Il regista americano, rivelatosi al grande pubblico con il film I Tenenbaum (2001), ha firmato in seguito una serie di capolavori assoluti, tra cui ricordiamo Il treno per il Daerjeeling (2008), Moonrise Kingdom (2012) e Grand Budapest Hotel (2014).
Fedele alla sua poetica, anche questa volta Anderson si muove con abile disinvoltura sulle trame della commedia, che rivisita secondo la sua personale sensibilità, che vira su toni surreali e sarcastici. Il suo mondo è da sempre abitato da personaggi bizzarri, spaesati e malinconici, che spesso hanno una relazione difficile con la realtà che è incomprensibile, contraddittoria e sfuggente.
Il film è ambientato negli Stati Uniti degli anni Cinquanta, travolti dall’energia vitale e ottimistica del boom economico e dall’inquietante e minaccioso spettro della guerra fredda e della distruzione nucleare. La vicenda si svolge nella fantasmagorica città di Asteroid City, un piccolo paese disperso nel desolato deserto del Nevada, famoso per un cratere provocato dall’impatto di un asteroide. Il questo luogo fuori dal tempo e dallo spazio quotidiano, si riuniscono alcune famiglie che accompagnano i lori figli prodigio a una convention per giovani inventori.
L’improvvisa visita di un’astronave di alieni costringe la piccola comunità a restare isolata in quarantena. La convivenza forzata genera e porta in superficie una serie di relazioni familiari e sociali problematiche e disfunzionali, che mettono in luce una profonda solitudine esistenziale.
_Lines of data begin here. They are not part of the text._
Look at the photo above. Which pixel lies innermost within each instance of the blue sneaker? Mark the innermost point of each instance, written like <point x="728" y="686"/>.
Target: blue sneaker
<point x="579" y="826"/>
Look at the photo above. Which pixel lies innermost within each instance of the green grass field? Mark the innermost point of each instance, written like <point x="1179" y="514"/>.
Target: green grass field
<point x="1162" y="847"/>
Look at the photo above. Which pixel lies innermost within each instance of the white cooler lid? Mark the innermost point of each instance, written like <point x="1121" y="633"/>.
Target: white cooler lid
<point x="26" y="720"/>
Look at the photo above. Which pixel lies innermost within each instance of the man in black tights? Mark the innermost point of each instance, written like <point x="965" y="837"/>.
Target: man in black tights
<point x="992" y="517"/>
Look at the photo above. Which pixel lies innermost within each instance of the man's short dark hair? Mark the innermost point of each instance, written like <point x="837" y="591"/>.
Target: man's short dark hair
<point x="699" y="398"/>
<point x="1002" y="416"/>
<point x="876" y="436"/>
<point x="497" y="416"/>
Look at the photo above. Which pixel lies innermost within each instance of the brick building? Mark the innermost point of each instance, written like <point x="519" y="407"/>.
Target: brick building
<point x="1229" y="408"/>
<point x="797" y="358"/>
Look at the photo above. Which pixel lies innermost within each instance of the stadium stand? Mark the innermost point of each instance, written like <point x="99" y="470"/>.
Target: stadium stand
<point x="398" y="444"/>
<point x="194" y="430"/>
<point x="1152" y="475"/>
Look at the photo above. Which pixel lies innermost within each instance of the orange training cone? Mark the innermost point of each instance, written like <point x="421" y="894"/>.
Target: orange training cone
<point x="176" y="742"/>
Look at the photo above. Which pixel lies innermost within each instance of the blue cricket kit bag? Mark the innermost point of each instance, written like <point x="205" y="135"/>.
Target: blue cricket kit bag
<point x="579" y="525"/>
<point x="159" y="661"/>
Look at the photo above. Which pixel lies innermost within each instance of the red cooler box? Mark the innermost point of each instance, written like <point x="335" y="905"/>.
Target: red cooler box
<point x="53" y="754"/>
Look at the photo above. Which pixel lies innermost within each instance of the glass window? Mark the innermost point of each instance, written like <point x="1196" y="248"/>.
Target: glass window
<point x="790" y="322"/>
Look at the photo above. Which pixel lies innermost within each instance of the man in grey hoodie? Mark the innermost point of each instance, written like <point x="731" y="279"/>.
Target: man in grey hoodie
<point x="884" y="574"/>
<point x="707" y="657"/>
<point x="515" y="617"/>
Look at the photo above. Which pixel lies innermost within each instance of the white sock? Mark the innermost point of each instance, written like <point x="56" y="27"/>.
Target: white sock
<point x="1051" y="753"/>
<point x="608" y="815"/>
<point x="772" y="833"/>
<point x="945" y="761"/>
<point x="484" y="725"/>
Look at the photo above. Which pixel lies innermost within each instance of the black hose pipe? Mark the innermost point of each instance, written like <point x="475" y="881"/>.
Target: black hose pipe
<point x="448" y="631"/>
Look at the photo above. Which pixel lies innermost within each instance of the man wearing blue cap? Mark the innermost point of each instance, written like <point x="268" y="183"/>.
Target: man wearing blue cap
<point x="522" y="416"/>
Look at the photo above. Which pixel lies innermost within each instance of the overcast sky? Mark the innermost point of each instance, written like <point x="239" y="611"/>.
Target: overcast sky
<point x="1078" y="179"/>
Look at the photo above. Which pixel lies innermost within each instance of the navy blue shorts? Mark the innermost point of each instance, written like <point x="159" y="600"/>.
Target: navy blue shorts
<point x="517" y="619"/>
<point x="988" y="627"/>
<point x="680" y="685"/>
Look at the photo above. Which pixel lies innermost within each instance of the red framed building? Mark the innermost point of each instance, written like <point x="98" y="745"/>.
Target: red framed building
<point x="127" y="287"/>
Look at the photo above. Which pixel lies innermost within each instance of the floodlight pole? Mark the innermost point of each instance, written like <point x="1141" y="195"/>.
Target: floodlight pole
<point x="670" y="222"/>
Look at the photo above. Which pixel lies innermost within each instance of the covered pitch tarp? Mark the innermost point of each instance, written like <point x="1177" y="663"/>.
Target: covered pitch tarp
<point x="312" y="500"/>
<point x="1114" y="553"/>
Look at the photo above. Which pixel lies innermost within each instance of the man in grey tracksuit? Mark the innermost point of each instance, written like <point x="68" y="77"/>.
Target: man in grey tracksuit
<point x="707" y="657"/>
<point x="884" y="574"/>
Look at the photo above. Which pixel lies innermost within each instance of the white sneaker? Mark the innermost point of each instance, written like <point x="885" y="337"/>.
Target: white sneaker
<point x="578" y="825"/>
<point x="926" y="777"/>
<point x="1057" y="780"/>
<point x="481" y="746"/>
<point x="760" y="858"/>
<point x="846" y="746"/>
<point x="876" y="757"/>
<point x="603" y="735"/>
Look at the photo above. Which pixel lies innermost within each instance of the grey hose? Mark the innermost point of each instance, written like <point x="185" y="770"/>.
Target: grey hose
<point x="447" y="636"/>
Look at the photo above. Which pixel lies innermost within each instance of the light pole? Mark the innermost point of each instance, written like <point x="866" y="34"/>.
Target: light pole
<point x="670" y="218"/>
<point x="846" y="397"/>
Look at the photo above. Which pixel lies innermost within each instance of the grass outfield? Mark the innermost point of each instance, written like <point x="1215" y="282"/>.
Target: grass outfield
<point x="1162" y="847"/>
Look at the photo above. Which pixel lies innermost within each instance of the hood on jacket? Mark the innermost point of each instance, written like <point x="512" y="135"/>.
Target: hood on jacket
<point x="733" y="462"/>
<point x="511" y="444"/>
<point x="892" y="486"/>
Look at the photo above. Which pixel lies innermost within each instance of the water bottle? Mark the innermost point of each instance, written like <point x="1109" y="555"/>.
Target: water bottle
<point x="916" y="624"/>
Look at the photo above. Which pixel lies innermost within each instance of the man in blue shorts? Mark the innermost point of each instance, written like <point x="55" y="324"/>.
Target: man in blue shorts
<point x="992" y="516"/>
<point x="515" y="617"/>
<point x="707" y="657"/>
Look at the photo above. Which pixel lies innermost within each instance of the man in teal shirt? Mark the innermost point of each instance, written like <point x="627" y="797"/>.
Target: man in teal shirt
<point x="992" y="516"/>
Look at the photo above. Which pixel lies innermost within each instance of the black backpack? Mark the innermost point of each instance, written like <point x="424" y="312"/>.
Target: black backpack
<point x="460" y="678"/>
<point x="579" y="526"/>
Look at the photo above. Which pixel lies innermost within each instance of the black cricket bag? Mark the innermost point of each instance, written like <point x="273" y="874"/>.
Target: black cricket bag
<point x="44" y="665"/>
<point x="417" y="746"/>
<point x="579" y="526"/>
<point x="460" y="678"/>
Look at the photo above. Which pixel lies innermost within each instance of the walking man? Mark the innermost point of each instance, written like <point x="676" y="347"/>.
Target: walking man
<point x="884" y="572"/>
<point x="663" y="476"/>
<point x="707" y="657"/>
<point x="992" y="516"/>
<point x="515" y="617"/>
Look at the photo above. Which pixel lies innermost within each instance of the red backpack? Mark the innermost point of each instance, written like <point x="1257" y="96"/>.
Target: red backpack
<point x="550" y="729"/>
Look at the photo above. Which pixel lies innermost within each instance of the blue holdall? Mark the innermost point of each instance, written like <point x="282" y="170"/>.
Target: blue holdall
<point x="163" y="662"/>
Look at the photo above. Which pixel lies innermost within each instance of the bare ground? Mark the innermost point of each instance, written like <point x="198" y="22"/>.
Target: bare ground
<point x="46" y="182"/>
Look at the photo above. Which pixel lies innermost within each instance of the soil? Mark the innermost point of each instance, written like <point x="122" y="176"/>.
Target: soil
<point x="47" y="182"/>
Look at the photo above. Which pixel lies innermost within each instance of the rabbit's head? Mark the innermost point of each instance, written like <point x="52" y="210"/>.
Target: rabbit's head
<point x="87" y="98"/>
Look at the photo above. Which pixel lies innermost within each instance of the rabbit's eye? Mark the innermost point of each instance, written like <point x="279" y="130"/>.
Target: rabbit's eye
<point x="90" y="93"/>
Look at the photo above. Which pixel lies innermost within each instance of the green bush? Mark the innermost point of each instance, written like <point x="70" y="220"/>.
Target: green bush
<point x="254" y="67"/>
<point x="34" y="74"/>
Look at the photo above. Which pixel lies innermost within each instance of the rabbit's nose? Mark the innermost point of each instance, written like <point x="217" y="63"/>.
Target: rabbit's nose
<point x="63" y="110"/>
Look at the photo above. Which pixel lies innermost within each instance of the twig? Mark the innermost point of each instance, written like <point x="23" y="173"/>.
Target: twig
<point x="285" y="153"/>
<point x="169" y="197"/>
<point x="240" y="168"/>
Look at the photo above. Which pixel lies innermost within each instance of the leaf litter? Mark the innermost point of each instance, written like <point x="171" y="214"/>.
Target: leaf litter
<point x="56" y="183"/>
Il microcosmo diventa simbolo di un’America confusa, eccentrica e paranoica, sospesa tra passato e futuro, e immersa in un presente incomprensibile e sfuggente. Lo scenario di un deserto senza confini, che ricorda gli spazi dei grandi film western girati nella Monument Valley, disorienta e crea una sensazione di vuoto angosciante. I fragili rapporti umani si perdono in uno spazio tanto più compresso quanto più generatore di distanze incolmabili, che sembrano dilatarsi all’infinito.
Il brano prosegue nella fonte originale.